Tese à parte, o que vemos nas empresas em geral é a utilização do termo recursos humanos e trabalhando com esta área está em geral um administrador ou um psicólogo.

Não tenho nada contra os administradores, mas me admira termos ainda psicólogos atuando com a área de RH. Em geral as áreas de RH’S recrutam, selecionam, treinam, avaliam perfil, desempenho, capacitam, criam formas de remuneração, etc.

Creio que a maioria das tarefas ou atividades do RH poderiam ser e podem ser executadas por um administrador. Contudo, quando há um psicólogo atuando dentro de um RH a meu ver ele é tudo menos psicólogo.

A psicologia é uma ciência ligada à transoformação de padrões mentais ou comportamentais e o que mais vejo nas empresas são psicólogos atuando no diagnóstico e pouco na transformação. Atuar como psicólogo organizacional ou seja é criar metodologias de intervenção que auxilie todo o grupo a mover ou agir no sentindo de mudar a si mesmo, criando novos padrões mentais e de comportamento.

Infelizmente não é o que vejo nas empresas, vejo um psicólogo mergulhado dentro de um “status quo” e muitas das vezes submerso tão profundamente na cultura da empresa que pouco consegue fazer para auxiliar as pessoas a mudarem de verdade. Mesmo porque creio profundamente que a grande maioria dos problemas estão em um nível que a maioria dos psicólogos não tem acesso, estando imerso na estrutura da empresa.

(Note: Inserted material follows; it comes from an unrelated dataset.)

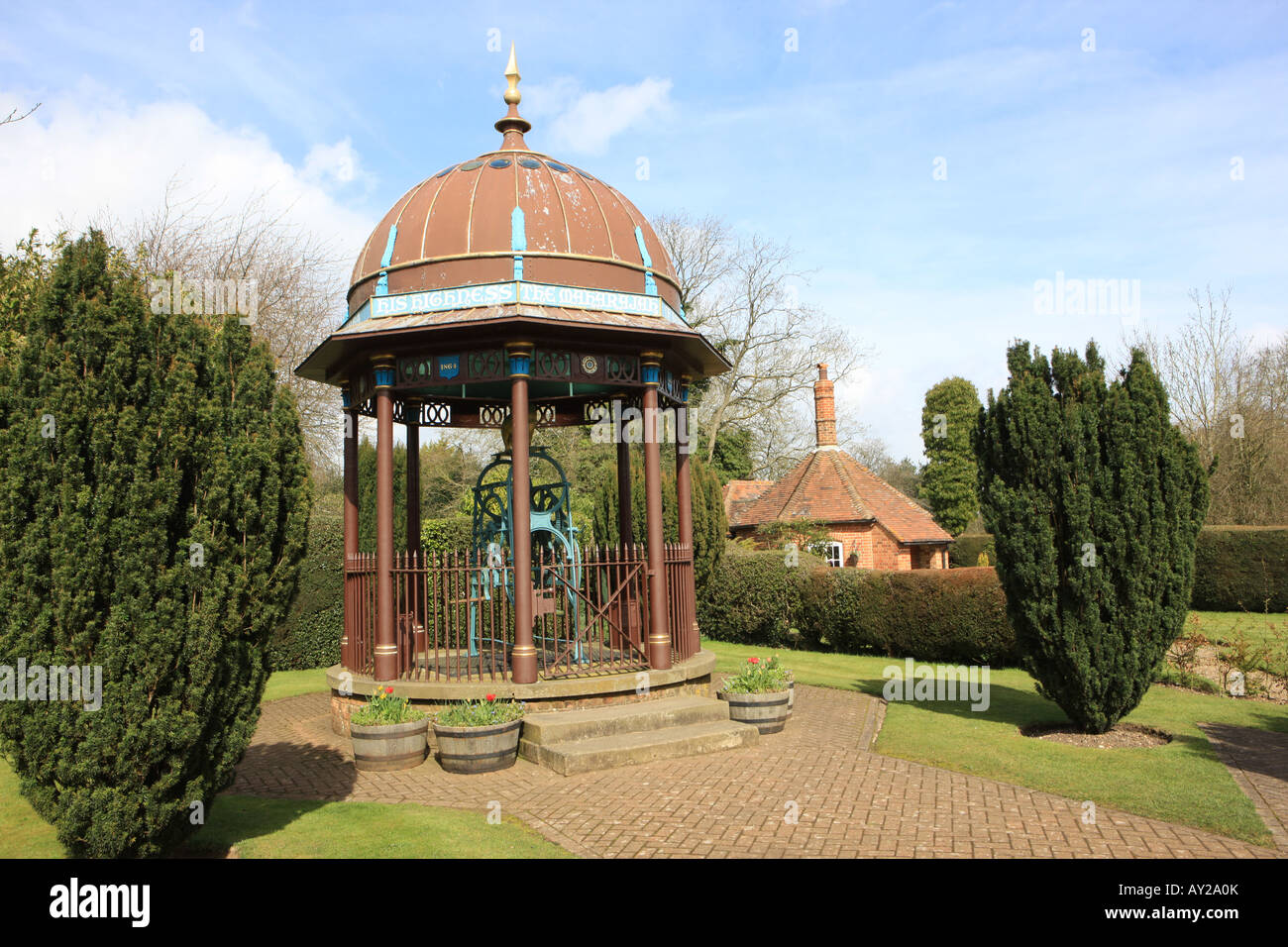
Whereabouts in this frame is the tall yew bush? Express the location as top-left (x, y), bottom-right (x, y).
top-left (0, 232), bottom-right (309, 857)
top-left (974, 343), bottom-right (1208, 733)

O nível dos diretores e gestores normalmente é aonde as intervenções não chegam se o psicólogo está dentro da estrutura, pois a “empresa” não permite que ele atue neste nível e quando ele insiste muito normalmente é posto de lado ou demitido. Uma vez a minha psicoterapeuta disse-me: “perca o cliente, mas não perca o trabalho”.

A maioria dos psicólogos dentro das empresas perdem o trabalho para não perder o emprego. E isto para a ciência psicologia não é contrutivo, pois criamos uma ciência fraca e o resultado disto no mercado são os baixos salários que a classe recebe.

A minha tese é que os psicólogos que querem ser psicólogos organizacionais devem estar fora da estrutura da empresa e não dentro. Se colocar dentro da estrutura em geral limita a ação do psicólogo como transformador e o coloca no papél de fazedor de diagnóstico.

Não estou dizendo que é ruim ou bom, mas se quer ser psicólogo no sentido ou na essência da palavra o melhor é que este chegue na empresa ou na estrutura de fora para dentro.